(CNSNews.com) - Under the Affordable Care Act, the Health and Human Services Department is spending billions of dollars to expand community health clinics, which are mainly staffed by nurse practitioners and physician assistants.
"It's going to be one part of a complex part of the health care system," Dr. Ezekiel Emanuel, one of the architects of Obamacare, told Fox News's Bill O'Reilly Tuesday night. "So if your kid has a sore throat and you want to find out if it's strep throat, or your kid has what appears to be an ear infection and you want to find out if it's otitis media -- you really don't need to go to the pediatrician. You can go to these clinics."
"But there aren't any doctors," O'Reilly said.
"Well, you don't need a doctor for every part of your health care," Emanuel responded.
"You don't need a doctor," O'Reilly echoed. "If I want a strep throat diagnosis, I don't want Lenny who just came out of the community college..."
"Excuse me, but those are nurse practitioners -- it's not Lenny out of a community college," Emanuel said. "And it is just putting a swab back there and getting a strep throat assessment."
Emanuel said electronic health records make it possible for the clinic to send the diagnosis to a patient's primary physician.
"Are you worried?" O'Reilly asked. "Say you had VD, STD -- I'm sure you don't."
"Please, don't insult me," Emanuel replied.
O'Reilly said he's worried about the privacy of electronic medical records.
"We have laws to protect the privacy," Emanuel said. Several times, he accused O'Reilly of "sowing fear with no grounds."

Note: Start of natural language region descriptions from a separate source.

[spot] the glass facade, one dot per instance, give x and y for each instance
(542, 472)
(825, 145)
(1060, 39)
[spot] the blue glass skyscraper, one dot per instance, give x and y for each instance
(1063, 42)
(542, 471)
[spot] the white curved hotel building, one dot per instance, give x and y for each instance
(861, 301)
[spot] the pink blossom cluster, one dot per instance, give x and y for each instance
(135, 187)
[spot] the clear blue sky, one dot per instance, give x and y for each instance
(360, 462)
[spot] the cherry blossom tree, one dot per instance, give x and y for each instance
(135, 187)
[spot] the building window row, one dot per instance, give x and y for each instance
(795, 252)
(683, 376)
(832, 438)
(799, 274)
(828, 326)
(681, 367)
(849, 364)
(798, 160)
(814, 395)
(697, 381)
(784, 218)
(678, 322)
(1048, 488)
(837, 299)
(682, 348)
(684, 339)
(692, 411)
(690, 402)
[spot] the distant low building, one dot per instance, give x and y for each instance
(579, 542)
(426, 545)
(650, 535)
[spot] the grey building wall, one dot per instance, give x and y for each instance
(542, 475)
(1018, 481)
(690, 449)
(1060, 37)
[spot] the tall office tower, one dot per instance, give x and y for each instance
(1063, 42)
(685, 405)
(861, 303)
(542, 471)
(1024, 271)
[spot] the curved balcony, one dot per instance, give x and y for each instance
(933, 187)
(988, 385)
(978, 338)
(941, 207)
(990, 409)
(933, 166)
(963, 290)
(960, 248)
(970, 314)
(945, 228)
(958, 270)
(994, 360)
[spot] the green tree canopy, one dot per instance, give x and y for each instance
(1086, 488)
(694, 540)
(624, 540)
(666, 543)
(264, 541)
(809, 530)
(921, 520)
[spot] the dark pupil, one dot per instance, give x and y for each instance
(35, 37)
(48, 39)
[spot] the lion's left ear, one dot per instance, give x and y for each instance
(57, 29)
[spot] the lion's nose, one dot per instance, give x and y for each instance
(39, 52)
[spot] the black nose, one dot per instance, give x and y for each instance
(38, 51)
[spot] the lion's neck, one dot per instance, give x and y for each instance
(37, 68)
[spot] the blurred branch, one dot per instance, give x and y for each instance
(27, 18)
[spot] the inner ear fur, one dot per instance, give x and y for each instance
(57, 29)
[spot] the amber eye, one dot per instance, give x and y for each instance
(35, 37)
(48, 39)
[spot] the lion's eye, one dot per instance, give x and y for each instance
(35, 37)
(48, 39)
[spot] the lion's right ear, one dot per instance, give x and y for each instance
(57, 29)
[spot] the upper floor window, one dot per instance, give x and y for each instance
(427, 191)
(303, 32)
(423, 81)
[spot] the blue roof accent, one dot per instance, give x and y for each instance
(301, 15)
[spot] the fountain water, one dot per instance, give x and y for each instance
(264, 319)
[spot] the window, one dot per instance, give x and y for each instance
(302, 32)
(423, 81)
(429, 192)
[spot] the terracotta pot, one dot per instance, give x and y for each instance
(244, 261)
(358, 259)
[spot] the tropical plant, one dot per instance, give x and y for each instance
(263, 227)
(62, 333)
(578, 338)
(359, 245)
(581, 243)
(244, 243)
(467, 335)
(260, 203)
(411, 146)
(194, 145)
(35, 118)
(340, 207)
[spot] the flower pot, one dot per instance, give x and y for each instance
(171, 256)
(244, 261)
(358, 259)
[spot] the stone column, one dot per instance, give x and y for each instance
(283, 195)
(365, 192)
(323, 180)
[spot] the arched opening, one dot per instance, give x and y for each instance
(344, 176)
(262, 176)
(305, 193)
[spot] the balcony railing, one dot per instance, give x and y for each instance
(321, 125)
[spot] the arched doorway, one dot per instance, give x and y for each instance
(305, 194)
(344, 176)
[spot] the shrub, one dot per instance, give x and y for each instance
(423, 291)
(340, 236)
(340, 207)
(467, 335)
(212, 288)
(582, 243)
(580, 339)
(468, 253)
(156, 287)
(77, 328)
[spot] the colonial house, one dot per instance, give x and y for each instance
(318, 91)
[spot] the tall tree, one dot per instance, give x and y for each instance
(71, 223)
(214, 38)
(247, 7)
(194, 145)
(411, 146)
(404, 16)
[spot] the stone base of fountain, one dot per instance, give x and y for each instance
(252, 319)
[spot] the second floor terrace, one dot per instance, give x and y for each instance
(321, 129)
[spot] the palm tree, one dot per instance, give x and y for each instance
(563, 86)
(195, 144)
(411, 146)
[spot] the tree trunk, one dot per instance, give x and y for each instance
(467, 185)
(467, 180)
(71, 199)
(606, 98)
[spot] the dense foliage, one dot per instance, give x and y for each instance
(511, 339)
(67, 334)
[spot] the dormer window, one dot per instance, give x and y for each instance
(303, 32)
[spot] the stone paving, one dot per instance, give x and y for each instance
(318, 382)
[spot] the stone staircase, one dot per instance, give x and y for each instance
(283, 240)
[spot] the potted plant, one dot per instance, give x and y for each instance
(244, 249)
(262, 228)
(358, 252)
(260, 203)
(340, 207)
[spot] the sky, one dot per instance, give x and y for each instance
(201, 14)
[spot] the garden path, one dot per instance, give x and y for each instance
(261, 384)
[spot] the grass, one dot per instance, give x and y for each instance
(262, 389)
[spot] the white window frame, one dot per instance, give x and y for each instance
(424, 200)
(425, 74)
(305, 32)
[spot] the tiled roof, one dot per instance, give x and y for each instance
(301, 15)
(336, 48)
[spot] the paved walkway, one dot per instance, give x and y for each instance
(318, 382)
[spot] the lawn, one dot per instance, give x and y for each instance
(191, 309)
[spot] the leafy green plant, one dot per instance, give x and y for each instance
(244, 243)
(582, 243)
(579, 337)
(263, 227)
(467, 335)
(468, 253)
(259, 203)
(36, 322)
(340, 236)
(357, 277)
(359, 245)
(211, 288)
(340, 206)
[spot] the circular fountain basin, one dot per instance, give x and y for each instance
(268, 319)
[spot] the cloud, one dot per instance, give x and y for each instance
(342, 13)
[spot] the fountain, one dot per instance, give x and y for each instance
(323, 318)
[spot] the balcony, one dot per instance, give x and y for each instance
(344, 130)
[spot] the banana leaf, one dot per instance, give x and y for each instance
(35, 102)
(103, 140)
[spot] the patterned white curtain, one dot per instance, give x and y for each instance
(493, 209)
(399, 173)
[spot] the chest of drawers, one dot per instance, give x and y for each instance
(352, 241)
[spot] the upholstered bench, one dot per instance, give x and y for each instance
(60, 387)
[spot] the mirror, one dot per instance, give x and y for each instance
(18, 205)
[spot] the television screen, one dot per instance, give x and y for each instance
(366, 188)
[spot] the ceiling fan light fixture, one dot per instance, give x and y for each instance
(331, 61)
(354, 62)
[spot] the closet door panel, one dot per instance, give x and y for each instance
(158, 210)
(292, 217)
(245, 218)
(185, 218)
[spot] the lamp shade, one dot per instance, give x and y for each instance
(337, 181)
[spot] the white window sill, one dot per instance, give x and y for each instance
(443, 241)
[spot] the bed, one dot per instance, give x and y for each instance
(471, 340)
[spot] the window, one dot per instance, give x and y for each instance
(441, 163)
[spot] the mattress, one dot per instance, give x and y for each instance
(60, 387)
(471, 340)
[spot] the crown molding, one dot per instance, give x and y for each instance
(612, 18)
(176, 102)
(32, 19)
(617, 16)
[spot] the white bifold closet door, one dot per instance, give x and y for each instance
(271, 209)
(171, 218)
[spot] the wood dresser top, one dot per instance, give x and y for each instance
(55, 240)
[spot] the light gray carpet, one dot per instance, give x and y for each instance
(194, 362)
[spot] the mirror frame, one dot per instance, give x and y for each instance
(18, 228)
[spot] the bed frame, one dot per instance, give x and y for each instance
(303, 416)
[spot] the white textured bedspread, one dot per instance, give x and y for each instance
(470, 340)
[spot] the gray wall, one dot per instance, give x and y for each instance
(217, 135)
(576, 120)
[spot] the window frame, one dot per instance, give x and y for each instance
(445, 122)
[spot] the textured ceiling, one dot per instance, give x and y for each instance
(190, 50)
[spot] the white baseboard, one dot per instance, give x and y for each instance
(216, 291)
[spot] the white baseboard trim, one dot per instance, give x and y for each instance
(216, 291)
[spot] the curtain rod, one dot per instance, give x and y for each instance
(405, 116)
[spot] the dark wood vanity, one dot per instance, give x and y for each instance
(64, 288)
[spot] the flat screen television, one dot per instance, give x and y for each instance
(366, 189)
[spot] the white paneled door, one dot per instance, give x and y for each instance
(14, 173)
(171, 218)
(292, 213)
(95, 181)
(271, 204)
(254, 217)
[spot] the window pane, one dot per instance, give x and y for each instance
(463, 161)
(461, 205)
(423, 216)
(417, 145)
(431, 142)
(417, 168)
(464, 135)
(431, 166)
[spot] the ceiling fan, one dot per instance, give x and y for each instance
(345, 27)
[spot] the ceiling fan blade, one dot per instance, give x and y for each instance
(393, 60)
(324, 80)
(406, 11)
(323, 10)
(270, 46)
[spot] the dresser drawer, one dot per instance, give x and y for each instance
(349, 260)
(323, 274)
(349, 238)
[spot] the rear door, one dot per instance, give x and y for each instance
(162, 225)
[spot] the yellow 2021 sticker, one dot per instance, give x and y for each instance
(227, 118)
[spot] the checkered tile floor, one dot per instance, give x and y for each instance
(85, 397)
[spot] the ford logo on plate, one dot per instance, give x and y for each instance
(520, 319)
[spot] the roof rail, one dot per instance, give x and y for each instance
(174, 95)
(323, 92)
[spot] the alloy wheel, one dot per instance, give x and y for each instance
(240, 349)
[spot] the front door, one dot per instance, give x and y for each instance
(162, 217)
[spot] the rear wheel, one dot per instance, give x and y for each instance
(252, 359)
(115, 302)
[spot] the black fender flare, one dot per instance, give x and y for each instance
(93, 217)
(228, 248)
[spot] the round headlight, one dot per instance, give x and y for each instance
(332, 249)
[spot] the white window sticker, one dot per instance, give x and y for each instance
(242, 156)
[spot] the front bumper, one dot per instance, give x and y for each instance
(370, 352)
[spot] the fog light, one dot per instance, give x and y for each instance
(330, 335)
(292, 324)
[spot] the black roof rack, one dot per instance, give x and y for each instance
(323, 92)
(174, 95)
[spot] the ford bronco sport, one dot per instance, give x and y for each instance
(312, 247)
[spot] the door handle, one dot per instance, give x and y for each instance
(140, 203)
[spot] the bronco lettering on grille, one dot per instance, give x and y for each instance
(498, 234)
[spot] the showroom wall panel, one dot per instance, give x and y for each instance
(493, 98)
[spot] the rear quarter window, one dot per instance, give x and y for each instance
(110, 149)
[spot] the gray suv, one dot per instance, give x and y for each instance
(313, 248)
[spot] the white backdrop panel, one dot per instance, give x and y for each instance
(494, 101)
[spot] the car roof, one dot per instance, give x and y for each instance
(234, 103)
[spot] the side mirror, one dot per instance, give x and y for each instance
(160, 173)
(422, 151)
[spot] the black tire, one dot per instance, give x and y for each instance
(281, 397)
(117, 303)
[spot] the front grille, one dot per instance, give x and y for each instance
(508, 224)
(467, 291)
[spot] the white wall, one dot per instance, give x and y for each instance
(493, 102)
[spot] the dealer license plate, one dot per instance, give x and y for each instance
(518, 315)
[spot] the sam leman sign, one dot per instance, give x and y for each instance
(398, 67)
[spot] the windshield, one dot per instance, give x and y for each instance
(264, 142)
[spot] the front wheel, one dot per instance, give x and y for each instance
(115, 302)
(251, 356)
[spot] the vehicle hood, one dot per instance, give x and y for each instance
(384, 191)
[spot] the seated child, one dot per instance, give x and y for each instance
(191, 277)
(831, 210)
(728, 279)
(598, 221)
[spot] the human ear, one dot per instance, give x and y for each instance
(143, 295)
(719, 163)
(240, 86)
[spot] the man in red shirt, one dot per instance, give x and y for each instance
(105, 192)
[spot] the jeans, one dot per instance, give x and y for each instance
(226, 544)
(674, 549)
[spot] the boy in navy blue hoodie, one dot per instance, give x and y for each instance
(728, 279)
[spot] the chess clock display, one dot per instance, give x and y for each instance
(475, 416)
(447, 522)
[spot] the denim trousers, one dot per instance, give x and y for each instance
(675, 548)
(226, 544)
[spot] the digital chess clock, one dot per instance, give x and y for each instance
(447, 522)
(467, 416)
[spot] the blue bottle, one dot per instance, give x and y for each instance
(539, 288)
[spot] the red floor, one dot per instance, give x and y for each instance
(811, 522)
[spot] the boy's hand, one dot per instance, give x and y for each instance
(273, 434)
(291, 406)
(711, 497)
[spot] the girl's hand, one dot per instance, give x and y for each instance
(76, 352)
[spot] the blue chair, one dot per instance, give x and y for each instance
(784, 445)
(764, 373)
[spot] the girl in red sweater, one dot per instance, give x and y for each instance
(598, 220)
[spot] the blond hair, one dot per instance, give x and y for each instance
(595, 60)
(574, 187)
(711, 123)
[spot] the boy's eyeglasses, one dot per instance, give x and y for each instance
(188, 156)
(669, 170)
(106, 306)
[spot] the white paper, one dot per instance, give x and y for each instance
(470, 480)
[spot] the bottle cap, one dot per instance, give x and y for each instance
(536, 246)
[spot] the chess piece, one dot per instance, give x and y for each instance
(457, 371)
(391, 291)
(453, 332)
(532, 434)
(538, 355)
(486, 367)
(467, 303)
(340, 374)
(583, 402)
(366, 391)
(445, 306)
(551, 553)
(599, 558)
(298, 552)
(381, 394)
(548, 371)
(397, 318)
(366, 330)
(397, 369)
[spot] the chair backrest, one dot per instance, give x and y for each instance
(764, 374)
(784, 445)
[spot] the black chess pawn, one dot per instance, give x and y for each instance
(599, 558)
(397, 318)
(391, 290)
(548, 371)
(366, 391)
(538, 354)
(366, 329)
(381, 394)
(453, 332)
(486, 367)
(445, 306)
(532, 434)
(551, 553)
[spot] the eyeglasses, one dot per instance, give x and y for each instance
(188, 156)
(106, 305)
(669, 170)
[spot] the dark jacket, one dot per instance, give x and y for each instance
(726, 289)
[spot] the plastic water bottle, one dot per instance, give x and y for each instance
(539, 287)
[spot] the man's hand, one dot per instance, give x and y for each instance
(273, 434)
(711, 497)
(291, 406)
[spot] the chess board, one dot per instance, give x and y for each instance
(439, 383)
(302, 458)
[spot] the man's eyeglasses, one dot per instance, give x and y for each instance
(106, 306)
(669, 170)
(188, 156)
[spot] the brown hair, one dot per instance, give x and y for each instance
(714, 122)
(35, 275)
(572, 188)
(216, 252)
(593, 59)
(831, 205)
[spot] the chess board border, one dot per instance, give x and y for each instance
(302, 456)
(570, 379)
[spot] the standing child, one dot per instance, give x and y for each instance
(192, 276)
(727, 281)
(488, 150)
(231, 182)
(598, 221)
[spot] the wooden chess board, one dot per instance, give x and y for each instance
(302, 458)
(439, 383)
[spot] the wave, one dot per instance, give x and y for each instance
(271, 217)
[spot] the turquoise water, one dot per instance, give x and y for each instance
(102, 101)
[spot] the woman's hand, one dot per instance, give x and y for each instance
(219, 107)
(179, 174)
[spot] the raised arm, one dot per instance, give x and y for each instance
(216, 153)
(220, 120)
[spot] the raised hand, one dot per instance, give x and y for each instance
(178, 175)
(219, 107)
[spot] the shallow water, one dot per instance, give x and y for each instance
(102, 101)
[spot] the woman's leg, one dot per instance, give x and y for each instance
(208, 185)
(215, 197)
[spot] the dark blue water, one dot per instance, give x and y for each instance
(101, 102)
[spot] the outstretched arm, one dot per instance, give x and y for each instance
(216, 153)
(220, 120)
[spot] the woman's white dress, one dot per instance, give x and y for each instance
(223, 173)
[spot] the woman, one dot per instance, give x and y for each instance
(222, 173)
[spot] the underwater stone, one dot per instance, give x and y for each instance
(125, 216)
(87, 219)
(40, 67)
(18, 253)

"You know me, I'm afraid of everything," O'Reilly said. "Say TMZ offers somebody like $5,000 to get a famous person's medical records. Is that unheard of? Is that unheard of? Come on, is that unheard of? You know it goes on all the time."
"They will not, they have high security and everyone is well aware of this, and they are taking it seriously. And if they -- if they didn't, they would have already offered that for electronic health records and we would have seen the breach."
Emanuel said 80 percent of doctors now use electronic health records -- "and there has not been that kind of breach... And there is not a single case, Mr. O'Reilly, of those medical records being breached for things like STDs or a very famous Hollywood star's medical records."